|Abstract or Summary
- This dissertation addresses a number of inter-related and fundamental problems in computer vision. Specifically, we address object discovery, recognition, segmentation, and 3D pose estimation in images, as well as 3D scene reconstruction and scene interpretation. The key ideas behind our approaches include using shape as a basic object feature, and using structured prediction modeling paradigms for representing objects and scenes.

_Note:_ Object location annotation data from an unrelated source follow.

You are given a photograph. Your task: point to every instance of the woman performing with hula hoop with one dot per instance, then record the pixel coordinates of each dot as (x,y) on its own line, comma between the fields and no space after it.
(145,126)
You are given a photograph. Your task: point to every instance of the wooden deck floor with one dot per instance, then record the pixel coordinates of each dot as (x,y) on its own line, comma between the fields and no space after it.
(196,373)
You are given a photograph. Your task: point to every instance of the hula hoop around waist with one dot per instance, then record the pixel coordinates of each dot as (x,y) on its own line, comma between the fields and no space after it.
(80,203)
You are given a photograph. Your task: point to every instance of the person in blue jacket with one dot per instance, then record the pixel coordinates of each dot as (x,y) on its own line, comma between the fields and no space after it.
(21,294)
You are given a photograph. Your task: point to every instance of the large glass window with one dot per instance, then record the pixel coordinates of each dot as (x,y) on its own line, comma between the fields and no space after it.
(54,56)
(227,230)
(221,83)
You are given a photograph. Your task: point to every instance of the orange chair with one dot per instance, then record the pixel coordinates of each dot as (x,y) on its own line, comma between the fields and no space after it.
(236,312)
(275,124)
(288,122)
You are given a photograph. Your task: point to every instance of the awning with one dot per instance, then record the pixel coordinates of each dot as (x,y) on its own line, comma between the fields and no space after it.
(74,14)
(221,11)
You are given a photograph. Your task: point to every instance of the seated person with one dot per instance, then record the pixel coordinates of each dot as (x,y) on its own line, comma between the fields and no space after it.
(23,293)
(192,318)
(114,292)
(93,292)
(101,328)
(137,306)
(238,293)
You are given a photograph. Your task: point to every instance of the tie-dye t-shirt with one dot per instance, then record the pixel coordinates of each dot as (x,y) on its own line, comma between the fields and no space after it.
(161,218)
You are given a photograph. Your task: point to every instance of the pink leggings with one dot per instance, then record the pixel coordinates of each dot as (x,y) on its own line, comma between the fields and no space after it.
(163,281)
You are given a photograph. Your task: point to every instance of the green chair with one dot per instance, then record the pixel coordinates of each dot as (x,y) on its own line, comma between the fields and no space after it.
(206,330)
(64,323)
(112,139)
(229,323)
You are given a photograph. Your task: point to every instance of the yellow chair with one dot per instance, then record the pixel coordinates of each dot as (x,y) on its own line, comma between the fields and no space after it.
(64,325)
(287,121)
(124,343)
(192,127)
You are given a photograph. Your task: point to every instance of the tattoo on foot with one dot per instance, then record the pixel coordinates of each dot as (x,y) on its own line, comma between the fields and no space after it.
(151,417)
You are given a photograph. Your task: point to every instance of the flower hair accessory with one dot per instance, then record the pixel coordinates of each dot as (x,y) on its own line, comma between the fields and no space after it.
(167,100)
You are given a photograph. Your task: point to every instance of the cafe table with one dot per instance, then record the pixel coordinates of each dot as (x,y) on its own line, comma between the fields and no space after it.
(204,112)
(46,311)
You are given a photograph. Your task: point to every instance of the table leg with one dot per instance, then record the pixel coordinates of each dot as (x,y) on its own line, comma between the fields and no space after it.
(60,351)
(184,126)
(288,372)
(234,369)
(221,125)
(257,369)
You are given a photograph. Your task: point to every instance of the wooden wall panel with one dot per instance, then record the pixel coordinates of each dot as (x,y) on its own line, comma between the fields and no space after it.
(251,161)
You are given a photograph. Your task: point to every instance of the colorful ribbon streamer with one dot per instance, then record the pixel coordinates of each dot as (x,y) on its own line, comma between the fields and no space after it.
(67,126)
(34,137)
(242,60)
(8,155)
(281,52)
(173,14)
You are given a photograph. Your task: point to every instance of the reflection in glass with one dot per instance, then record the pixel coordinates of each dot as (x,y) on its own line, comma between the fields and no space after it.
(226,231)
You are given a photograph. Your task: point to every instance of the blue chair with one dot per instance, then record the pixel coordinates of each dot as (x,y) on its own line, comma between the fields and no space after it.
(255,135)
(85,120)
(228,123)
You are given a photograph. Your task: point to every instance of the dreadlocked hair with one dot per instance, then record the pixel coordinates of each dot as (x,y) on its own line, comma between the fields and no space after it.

In this work, we make a number of new contributions both in computer vision and machine learning. We address the vision problems of shape matching, shape-based mining of objects in arbitrary image collections, context-aware object recognition, monocular estimation of 3D object poses, and monocular 3D scene reconstruction using shape from texture. Our work on shape-based object discovery is the first to show that meaningful objects can be extracted from a collection of arbitrary images, without any human supervision, by shape matching. We also show that a spatial repetition of objects in images (e.g., windows on a building facade, or cars lined up along a street) can be used for 3D scene reconstruction from a single image. The aforementioned topics have never been addressed in the literature.
The dissertation also presents new algorithms and object representations for the aforementioned vision problems. We fuse two traditionally different modeling paradigms Conditional Random Fields (CRF) and Random Forests (RF) into a unified framework, referred to as (RF)^2. We also derive theoretical error bounds of estimating distribution ratios by a two-class RF, which is then used to derive the theoretical performance bounds of a two-class
Thorough experimental evaluation of individual aspects of all our approaches is presented. In general, the experiments demonstrate that we outperform the state of the art on the benchmark datasets, without increasing complexity and supervision in training.